Living with a diagnosis can be very difficult, especially if you have more than one. Spoonies rely on their friends and family for support and understanding during these hard times. 

We understand that it might not be easy for you to always show your support, and it can be hard knowing what you can say to help us. But more importantly, you need to know what not to say too! 

Earlier this year, I created a couple posts that I thought would help individuals that may interact with chronic illness warriors: 25 Things Not to Say to a Spoonie and 25 Helpful Things to Say to a Spoonie. And after recent events, I thought it was important to add a few new points! 15 to be exact!

1. "Laughter is the best medicine."
This phrase just irks me so much! There is no real life medical situation that I can think of where this would be true. Maybe if a little kid tripped, skid his knee on the concrete, and dropped his ice cream, but let's be real for a second. You wouldn't tell someone with cancer or diabetes that laughter is the best medicine, so why would you say that to someone with a different chronic illness? 

Photo Credit: Someecards

2. "You're canceling again?"
When someone says this one to me, I immediately want to break down and cry. More often than not, if I cancel plans, it's because I REALLY need to cancel them. It might be because I've been struggling with a migraine that I thought would pass in time, I'm going through a flare, or maybe it's because I can't physically walk or move in any way. Whatever the reason is, I already feel horrible about it. 99% of the time, I was actually looking forward to the plans that I made. And unless they were last minute plans, I can guarantee that I did everything in my power to try and feel well enough to follow through with those plans. So when someone gets upset with me about needing to cancel, it's like adding fuel to a fire or kicking me when I'm already down.

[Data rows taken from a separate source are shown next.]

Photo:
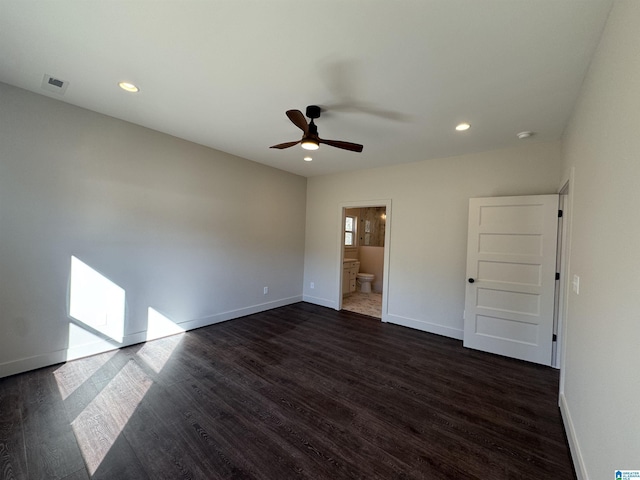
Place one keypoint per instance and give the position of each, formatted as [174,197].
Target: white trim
[572,439]
[563,320]
[31,363]
[241,312]
[323,302]
[429,327]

3. "How are you tired? You didn't do anything?"
I wish I could say that I haven't heard this one, but I definitely have. A lot of people think that staying home all the time is all fun and games, but they are sadly mistaken. For one, many spoonies often try and work from home. So, many of them are busy the entire time they're home and that can be enough work on it's own. Not only that, but people don't realize just how much energy everything takes for a spoonie. So even if all I accomplished for the day was just brushing my teeth and making myself lunch, I still might feel just as exhausted as someone that ran a 5k during that same amount of time.

4. "I wish I got to take naps."
Napping isn't all that it's cracked up to be! Plus, there's one big difference between getting to take naps and needing to take naps. As a spoonie, there are many times were I have work to do, but a pounding migraine, faint head, and shakey hands keep me from doing it. So, when I can't fix it with sugar, I often have to take a nap, whether or not I want to. What many people don't understand is, that  taking a nap then subtracts even more time from the time that I should be working. So although taking a nap might make me feel better, it often stresses me out even more.

5. "You're being a hypochondriac."
I can't stand hearing this! Being concerned about one's health does not make someone a hypochondriac. If I question whether or not I have another diagnosis, it's because I tracked my symptoms, researched the disease, and seriously think that I may have found the cause for my problems. Similarly, being concerned about germs doesn't make me a germaphobe either. When you have one or more chronic illnesses, especially autoimmune diseases, it's important to keep track of everything and do our best to stay as healthy as we possibly can!

Photo Credit: Someecards

6. "My [insert random body part here] is killing me too."
I'm sorry, but under no circumstances, do I want to hear that you are also in pain. It just makes it sound like you are comparing your pain to mine and although you may be in pain, you can't possibly understand what I might be going through. I know that some people say this to sympathize with us, but it just doesn't come across that way. I don't think I've ever felt better about my pain or my situation, just because someone else was also in pain.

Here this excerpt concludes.